No xadrez global da mudança climática, onde está o Brasil? O Brasil é o maior player da América Latina. Não há dúvida de que a abordagem brasileira nas mudanças climáticas tem um grande impacto no resto do mundo. Isso tanto em termos de acelerar a redução das emissões, como em termos de esperança de que possamos nos unir para enfrentar esse enorme problema.

Como tem sido a adesão à campanha Race to Zero, que quer uma economia neutra de carbono até 2050? No geral, a campanha vai muito bem e tem grande adesão. Notamos que, basicamente, todos os grandes investidores perceberam que reduzir as emissões a zero é inevitável. E a pressão está vindo dos investidores para as empresas.

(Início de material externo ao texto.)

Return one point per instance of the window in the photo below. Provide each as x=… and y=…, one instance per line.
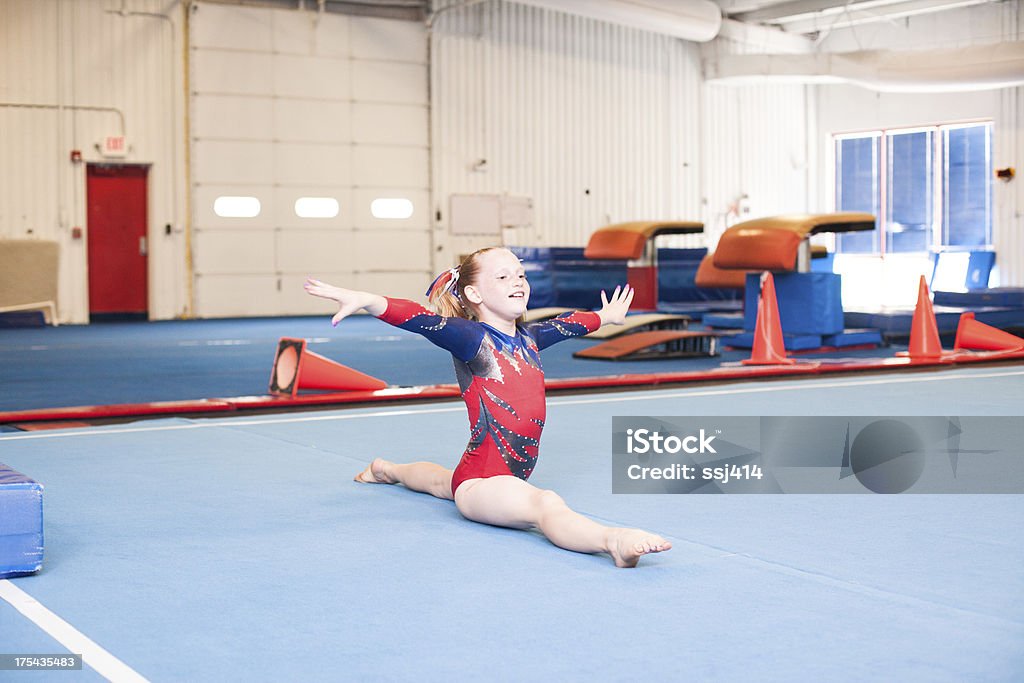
x=934, y=184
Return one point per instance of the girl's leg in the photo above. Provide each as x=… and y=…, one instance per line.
x=507, y=501
x=424, y=477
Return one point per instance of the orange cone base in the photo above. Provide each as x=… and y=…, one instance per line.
x=295, y=368
x=975, y=336
x=769, y=348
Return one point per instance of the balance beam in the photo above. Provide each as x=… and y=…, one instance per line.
x=654, y=344
x=781, y=243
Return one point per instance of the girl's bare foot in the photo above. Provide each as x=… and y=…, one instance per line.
x=628, y=545
x=374, y=473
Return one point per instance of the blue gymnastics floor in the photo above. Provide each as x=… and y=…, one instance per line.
x=239, y=549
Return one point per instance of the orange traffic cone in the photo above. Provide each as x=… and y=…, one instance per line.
x=296, y=368
x=980, y=337
x=925, y=341
x=769, y=348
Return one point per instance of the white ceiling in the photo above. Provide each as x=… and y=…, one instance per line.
x=808, y=16
x=800, y=16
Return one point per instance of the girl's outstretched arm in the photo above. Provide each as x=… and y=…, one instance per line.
x=613, y=309
x=349, y=301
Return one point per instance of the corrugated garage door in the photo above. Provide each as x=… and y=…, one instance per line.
x=309, y=157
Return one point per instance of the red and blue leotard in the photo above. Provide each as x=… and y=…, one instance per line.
x=501, y=380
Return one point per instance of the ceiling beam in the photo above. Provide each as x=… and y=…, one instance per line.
x=790, y=8
x=855, y=16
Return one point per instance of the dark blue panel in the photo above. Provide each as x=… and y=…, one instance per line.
x=808, y=302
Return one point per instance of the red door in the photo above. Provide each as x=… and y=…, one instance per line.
x=116, y=197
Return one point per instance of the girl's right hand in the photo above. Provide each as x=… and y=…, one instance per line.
x=349, y=301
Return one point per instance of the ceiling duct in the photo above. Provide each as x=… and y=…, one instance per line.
x=697, y=20
x=973, y=68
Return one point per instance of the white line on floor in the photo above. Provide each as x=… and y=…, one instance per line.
x=614, y=398
x=102, y=662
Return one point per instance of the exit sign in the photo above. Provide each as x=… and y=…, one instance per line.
x=115, y=145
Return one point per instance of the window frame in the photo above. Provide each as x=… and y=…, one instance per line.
x=939, y=221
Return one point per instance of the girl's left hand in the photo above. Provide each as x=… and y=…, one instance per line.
x=613, y=309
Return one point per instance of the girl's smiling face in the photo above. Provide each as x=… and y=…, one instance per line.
x=501, y=290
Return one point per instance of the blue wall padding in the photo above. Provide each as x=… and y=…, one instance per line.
x=1011, y=297
x=724, y=321
x=809, y=303
x=823, y=263
x=20, y=523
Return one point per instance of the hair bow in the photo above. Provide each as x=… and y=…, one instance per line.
x=448, y=280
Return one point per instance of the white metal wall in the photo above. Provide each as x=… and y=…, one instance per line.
x=288, y=104
x=597, y=123
x=60, y=56
x=758, y=145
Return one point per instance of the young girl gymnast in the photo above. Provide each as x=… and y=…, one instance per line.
x=479, y=305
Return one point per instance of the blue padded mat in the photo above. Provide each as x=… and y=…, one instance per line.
x=242, y=542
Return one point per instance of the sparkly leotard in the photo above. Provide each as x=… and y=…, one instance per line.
x=501, y=380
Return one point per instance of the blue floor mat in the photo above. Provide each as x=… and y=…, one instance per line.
x=219, y=549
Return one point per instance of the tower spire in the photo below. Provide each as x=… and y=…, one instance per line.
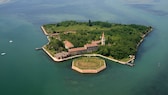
x=103, y=39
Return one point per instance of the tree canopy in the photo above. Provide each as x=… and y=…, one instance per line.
x=121, y=39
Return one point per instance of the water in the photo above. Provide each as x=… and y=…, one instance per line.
x=24, y=71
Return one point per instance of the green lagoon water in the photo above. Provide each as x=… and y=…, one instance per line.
x=24, y=71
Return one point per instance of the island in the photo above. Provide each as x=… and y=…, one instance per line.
x=112, y=41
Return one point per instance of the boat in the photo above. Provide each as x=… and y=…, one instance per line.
x=3, y=53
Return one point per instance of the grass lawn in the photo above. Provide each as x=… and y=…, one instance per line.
x=88, y=62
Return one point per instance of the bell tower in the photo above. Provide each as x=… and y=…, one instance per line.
x=103, y=39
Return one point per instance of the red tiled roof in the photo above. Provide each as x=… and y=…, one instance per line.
x=68, y=44
x=96, y=42
x=76, y=49
x=91, y=45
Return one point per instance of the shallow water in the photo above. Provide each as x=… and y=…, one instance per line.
x=24, y=71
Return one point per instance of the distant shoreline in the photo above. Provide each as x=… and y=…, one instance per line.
x=4, y=1
x=129, y=62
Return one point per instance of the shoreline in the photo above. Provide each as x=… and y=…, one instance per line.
x=130, y=62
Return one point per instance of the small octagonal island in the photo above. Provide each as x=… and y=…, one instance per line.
x=88, y=64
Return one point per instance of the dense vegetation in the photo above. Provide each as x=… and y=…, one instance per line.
x=121, y=39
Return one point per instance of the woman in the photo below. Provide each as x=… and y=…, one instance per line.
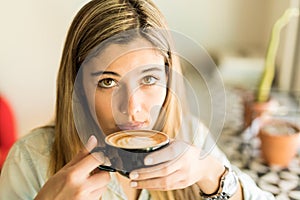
x=117, y=72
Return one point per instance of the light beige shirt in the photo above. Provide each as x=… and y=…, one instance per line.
x=25, y=169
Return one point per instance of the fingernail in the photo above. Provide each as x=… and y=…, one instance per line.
x=133, y=175
x=133, y=184
x=148, y=161
x=92, y=141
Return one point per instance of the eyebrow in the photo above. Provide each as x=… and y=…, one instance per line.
x=151, y=69
x=97, y=73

Acho que, em cinco anos, não será possível ser uma empresa significativa e não ter um plano muito claro para reduzir as emissões a zero. Ela perderá consumidores e investidores.

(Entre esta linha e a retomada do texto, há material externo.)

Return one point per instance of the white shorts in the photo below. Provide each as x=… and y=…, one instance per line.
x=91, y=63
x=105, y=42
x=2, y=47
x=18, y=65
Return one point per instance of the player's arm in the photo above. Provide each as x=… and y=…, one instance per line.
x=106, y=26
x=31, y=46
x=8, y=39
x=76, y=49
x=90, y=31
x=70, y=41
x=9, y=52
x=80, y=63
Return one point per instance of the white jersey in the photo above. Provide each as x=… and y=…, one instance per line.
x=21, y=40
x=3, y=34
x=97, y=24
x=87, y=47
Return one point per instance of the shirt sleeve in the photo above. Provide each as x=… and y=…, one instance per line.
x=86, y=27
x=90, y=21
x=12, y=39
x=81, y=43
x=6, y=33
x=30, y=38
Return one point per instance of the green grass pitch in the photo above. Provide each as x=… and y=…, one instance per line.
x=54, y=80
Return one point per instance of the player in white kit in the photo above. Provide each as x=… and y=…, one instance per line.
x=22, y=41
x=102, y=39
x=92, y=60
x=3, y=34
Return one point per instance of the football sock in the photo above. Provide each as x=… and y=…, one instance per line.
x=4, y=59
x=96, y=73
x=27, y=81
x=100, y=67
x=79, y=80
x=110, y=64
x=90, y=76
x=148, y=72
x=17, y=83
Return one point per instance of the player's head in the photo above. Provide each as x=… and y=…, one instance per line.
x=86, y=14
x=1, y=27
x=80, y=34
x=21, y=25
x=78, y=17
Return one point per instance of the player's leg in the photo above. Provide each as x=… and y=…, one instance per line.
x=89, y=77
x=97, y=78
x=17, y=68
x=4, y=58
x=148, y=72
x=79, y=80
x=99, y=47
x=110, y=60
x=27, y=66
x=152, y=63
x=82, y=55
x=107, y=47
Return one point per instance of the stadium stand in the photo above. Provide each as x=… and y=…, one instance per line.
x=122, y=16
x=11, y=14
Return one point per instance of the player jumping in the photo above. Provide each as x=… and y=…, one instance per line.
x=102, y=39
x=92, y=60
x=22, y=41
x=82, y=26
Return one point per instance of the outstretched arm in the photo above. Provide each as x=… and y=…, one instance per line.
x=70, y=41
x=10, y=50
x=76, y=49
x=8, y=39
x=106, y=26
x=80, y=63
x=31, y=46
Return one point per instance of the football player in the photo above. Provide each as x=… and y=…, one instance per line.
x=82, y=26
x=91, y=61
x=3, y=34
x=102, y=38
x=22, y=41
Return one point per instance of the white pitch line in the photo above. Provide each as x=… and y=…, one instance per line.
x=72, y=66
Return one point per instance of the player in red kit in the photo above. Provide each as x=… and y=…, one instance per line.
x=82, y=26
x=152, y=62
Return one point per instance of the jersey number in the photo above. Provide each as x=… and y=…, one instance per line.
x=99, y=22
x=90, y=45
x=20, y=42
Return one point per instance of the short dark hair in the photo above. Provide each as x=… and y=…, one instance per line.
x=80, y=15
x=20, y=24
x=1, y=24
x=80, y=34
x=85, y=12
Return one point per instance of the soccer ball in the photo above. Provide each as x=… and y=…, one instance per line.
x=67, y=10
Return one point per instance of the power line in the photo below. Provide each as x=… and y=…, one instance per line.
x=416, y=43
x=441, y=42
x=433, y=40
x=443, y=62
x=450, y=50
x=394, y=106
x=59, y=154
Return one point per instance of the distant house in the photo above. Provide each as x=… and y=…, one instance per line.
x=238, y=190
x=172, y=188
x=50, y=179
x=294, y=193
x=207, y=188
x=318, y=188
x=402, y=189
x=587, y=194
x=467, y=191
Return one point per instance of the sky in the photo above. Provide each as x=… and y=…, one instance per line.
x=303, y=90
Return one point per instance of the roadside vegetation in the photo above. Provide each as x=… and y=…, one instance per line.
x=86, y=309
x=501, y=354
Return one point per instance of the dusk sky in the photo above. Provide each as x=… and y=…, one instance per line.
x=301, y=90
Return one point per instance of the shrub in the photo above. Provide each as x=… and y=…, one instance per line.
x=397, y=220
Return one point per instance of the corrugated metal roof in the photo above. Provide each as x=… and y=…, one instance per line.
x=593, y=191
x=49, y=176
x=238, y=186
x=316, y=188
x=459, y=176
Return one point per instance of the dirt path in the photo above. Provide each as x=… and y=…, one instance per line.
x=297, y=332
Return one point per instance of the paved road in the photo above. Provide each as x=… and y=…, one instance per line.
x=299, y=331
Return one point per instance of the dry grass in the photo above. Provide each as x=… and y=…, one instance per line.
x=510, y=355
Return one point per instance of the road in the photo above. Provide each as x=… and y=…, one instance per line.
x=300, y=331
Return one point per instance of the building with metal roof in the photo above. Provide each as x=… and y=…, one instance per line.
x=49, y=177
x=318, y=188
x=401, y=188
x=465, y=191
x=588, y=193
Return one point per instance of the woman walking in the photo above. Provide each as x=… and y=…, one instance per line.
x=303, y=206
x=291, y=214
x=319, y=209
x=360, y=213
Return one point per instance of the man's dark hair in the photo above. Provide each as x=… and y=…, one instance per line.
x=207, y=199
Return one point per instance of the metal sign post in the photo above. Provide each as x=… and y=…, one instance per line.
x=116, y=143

E nós vemos uma boa participação do Brasil, com algumas empresas de relevância global, como Natura e Klabin, além das grandes três cidades, Rio de Janeiro, São Paulo e Salvador.

Já trabalhei no Brasil quando estava na indústria, há muito tempo, e sempre observei um espírito forte de colaboração entre sociedade, empresas e investidores. Acho que, do lado da sociedade brasileira, há uma grande preocupação de fazer parte da mudança. O recente lançamento da Aliança pela Ação Climática (ACA Brasil) é um bom exemplo.

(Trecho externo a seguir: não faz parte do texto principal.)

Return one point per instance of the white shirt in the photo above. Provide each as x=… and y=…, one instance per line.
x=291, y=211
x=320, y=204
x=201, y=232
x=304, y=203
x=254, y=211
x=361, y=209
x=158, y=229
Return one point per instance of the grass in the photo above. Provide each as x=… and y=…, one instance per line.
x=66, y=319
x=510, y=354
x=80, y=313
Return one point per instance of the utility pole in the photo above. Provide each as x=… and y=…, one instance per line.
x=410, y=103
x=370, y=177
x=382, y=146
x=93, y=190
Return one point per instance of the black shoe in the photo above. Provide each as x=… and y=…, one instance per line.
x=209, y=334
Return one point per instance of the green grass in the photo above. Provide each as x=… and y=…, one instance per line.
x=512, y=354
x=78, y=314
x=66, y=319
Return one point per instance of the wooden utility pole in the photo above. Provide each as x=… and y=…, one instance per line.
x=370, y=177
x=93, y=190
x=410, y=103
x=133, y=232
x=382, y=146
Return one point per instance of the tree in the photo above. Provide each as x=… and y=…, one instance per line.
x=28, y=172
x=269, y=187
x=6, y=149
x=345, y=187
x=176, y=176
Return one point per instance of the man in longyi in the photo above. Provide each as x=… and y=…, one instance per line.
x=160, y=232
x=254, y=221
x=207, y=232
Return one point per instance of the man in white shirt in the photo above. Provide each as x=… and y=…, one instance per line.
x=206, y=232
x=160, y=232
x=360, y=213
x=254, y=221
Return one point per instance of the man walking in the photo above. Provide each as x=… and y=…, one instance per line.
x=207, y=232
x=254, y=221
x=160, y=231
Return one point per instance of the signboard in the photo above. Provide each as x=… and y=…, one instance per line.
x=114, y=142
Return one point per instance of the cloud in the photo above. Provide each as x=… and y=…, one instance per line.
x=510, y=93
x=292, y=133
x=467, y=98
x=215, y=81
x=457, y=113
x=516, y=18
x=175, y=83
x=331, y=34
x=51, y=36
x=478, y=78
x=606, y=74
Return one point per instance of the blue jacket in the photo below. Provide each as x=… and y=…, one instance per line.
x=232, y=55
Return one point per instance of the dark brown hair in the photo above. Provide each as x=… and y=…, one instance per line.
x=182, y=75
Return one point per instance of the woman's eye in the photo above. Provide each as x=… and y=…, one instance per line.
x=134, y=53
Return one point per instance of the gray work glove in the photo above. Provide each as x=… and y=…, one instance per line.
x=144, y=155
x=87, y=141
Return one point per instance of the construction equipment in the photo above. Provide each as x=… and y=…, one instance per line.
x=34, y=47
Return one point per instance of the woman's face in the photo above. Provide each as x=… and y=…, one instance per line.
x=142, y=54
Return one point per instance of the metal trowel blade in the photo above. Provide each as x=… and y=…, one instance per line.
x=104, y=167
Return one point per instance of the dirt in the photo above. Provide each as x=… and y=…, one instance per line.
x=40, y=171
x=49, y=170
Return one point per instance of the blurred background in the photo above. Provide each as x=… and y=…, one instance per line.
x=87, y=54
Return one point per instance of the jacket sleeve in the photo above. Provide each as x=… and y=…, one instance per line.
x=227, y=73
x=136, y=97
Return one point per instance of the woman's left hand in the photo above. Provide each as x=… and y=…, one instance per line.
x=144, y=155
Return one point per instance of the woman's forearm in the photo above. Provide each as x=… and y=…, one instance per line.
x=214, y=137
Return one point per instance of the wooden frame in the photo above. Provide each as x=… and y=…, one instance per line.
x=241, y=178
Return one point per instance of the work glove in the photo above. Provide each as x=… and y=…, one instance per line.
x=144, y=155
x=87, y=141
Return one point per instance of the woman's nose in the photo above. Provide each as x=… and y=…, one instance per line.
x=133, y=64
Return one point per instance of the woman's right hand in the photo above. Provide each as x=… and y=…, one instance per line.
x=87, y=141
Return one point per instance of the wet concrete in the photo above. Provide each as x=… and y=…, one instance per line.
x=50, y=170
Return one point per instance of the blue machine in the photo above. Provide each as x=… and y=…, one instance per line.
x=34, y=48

Em termos dos atores não estatais, diria que o Brasil está muito engajado.

Num TEDx recente, você argumentou que a pandemia pode acelerar a transição para uma economia mais sustentável. Poderia elaborar melhor? Vimos que as empresas não diminuíram seus esforços para reduzir as emissões a zero. Na verdade, elas aceleraram, o que foi uma surpresa. Se você tivesse me dito, em janeiro de 2020, que teríamos uma pandemia global que abalaria as economias, e me perguntasse os efeitos nas empresas e nos compromissos com a crise climática, eu teria dito que, provavelmente, isso os destruiria, porque elas estariam tentando apenas manter seus negócios de pé.

É claro que isso é, em parte, verdade, já que muitos empresários têm lutado apenas para fazer seus negócios sobreviverem. Mas também é verdade que, talvez porque a Covid evidenciou a importância da ciência, alguma coisa encorajou os empresários a assumir compromissos mais ousados.

Além disso, governos terão que investir grandes volumes de dinheiro [para a recuperação], e isso é uma oportunidade para acelerar mudanças. Um bom economista sempre diz que a retomada verde é a única opção de crescimento no século 21.

Talvez tenhamos nos tornado mais confiantes na nossa habilidade de mudar rapidamente. É algo como uma guerra, quando, de repente, alguém que produz um tipo de produto nesta semana estará fazendo outro tipo na semana seguinte porque ninguém mais está comprando o primeiro, mas sim precisando de outros, como aconteceu com as máscaras e equipamentos de proteção. Podemos sair disso mais confiantes na nossa capacidade de inovar sob pressão.


RAIO-X

Nigel Topping, 55
Nascido em Glasgow (Escócia) e graduado em matemática pela Universidade de Cambridge (Reino Unido), é o representante de alto nível do Reino Unido na COP-26. Trabalha ao lado de atores não estatais, como empresas e investidores, para fomentar ações de combate às mudanças climáticas. Foi CEO do We Mean Business, coalizão de empresas e ONGs pela economia de zero carbono, e diretor-executivo do Carbon Disclosure Project.